Figura 1: Demonstração do Resultado Consolidado da Petrobrás
Conforme mostrado na Figura 1, no 1º trimestre de 2021, o resultado financeiro líquido da Petrobrás foi um prejuízo de R$ 30,748 bilhões; no 2º trimestre de 2021, o resultado financeiro foi um lucro de R$ 10,776 bilhões. Essa diferença de R$ 41,524 bilhões é muito próxima de R$ 41,765 bilhões, que é a diferença entre os lucros contábeis do 1º e 2º trimestres de 2021.
Com a própria Petrobrás reconhece, esse resultado financeiro do 2º trimestre de 2021 reflete os ganhos cambiais, sem efeito caixa, relacionados à valorização do real de 12,2% em relação ao dólar e a atualização monetária referente ao ganho complementar da exclusão do ICMS da base de cálculo do PIS/COFINS. A Figura 2 mostra os valores dos “câmbios” de fim de período.
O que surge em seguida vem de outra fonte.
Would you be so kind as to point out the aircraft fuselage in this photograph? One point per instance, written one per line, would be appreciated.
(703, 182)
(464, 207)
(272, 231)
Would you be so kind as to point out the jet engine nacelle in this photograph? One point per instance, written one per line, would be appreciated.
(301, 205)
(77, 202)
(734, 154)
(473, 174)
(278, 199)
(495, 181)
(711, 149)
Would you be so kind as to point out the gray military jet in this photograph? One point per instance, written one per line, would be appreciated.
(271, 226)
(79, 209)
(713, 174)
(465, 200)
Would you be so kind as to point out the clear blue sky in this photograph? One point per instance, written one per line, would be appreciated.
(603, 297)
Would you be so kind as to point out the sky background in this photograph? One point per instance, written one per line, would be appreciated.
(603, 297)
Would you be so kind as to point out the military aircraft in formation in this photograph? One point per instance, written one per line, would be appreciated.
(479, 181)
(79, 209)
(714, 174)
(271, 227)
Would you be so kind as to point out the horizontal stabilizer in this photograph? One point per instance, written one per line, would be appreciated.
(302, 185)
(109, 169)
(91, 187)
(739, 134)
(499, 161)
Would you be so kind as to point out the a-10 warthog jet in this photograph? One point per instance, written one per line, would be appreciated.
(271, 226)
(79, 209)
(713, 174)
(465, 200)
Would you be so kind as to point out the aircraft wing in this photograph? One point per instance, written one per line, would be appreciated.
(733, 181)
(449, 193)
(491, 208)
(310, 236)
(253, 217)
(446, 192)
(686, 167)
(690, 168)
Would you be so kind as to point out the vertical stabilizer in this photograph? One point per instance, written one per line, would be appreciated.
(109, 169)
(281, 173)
Figura 2: “Câmbios” no final do 1º e 2º trimestres de 2021
As variações monetárias e cambiais, líquidas, no 1º trimestre e no 2º trimestre de 2021 foram, respectivamente, de negativos R$ 24,811 bilhões e positivos R$ 19,538 bilhões, o que representa uma diferença de R$ 44,349 bilhões. Essa diferença foi decisiva para o mencionado aumento de 3273% de aumento no lucro contábil da Petrobrás. Entretanto, se, no final do 3º trimestre de 2021, o câmbio retornar a 5,70 reais por dólar, o lucro da Petrobrás deverá cair significativamente, mesmo que a empresa continue praticando elevados preços para os derivados vendidos no mercado interno.
É importante reconhecer, todavia, que a receita líquida na venda de derivados no mercado interno aumentou, do 1º trimestre para o 2º trimestre de 2021, respectivamente, de R$ 52,031 bilhões para R$ 63,789 bilhões. Esse aumento de R$ 11,758 bilhões é, no entanto, muito inferior ao valor de R$ 41,524 bilhões, que corresponde à mencionada diferença entre os resultados financeiros.
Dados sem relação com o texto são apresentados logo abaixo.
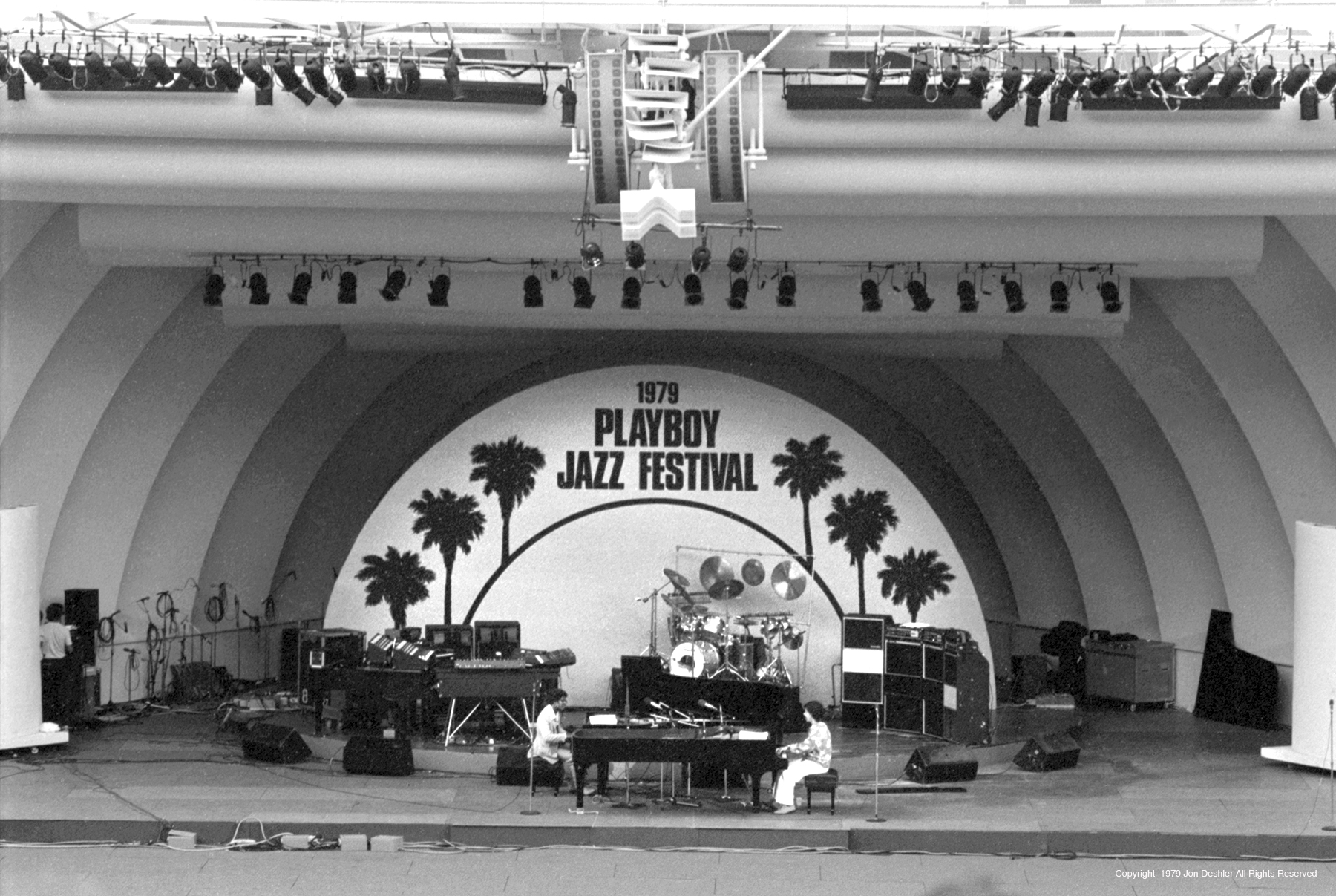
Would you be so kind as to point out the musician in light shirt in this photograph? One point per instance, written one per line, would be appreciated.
(548, 737)
(808, 756)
Fica demonstrado, então, que a principal causa do aumento de 3273% do lucro no 2º trimestre de 2021 em relação ao 1º trimestre de 2021 foi a valorização do real e o ganho complementar da exclusão do ICMS da base de cálculo do PIS/COFINS.
Na realidade, os preços elevados da Petrobrás decorrem da política de preço de paridade de importação (PPI), que foi formalmente implementada na Petrobrás a partir de 2016, na gestão do Sr. Pedro Parente.
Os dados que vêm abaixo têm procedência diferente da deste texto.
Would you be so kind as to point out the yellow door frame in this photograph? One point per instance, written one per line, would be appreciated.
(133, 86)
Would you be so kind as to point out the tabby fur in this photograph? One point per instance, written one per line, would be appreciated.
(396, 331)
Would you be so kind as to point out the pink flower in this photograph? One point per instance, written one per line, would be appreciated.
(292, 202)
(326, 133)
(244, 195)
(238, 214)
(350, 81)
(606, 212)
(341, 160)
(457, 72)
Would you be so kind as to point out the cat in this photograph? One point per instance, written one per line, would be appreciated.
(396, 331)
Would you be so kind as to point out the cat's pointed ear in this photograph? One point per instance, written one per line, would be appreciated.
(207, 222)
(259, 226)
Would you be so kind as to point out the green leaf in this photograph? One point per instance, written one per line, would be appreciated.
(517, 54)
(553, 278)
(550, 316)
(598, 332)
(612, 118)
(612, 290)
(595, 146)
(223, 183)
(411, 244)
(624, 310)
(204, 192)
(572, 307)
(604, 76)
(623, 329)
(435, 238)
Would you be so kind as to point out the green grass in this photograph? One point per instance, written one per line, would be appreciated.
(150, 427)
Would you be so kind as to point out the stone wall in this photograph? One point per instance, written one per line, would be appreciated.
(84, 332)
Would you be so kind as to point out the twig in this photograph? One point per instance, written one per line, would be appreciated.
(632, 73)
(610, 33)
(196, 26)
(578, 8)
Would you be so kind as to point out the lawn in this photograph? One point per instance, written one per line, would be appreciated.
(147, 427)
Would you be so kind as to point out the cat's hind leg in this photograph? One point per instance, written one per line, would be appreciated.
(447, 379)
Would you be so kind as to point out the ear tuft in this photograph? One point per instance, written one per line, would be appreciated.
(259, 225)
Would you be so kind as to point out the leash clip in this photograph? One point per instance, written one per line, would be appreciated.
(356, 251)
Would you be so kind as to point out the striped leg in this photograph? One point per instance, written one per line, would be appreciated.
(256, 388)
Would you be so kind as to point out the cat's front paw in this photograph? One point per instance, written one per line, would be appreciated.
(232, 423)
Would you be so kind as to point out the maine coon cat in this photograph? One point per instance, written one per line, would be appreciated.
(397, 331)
Essa política tem, na realidade, pequeno efeito na rentabilidade da Petrobrás, pois ao praticar “preços elevados” a estatal perde fatia do mercado interno por viabilizar a importação de derivados por outras empresas, sendo obrigada a reduzir o fator de utilização das refinarias. Nesse contexto, a Petrobrás torna-se grande exportadora de petróleo bruto, deixando de agregar valor na produção de derivados em suas refinarias.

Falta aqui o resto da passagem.